Tanjong Pagar bar serves cocktails based on your birth details, customers say they brought good luck

Maison Ikkoku reopens as intimate 12-seater bar at Tanjong Pagar, serves cocktails based on your ‘weakest element’

“I’m very good at making things with alcohol,” Ethan Leslie Leong declares with a grin.

Now, if this came from anyone else, we’d give them a side-eye and suspect them of having had too much of that alcohol.

But coming from Mr Leong, the founder of Maison Ikkoku and a bartender with more than three decades of mixology experience, it lands less like a boast and more like an actual job description.

After all, Maison Ikkoku, which first opened in 2011 as a three-storey shophouse on Kandahar Street, built an enthusiastic following — including Crazy Rich Asians star Henry Golding, who held his wedding solemnisation there in 2016 — for its bespoke cocktails and modern Japanese cuisine.

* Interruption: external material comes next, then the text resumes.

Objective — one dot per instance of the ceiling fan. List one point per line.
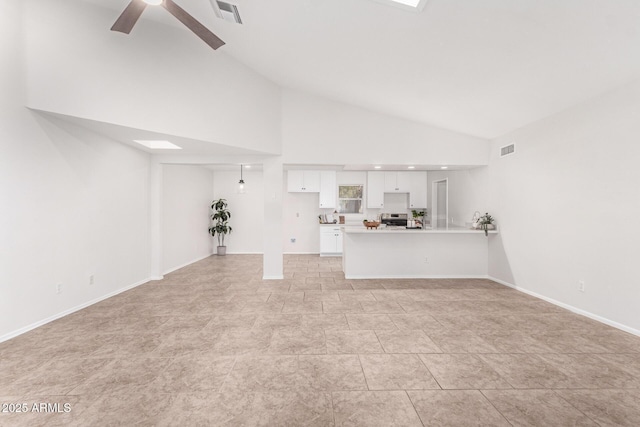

After its original Kandahar Street chapter closed in Dec 2022 and a later “2.0” iteration came and went, Maison Ikkoku is now back in its smallest and possibly quirkiest form yet.

This time, it’s a 12-seater Tanjong Pagar bar where your drink can be crafted according to your birth details and, according to some customers, possibly give your luck at work and in love a little cosmic zhng-ing.

Seriously.

A 12-seater bar where the Chinese five elements decide your cocktail

The new Maison Ikkoku sits in a fairly nondescript ground-floor unit along Tras Link, at the Orchid Hotel.

But step past the glass doors and the space quickly becomes much more theatrical than its modest shopfront suggests.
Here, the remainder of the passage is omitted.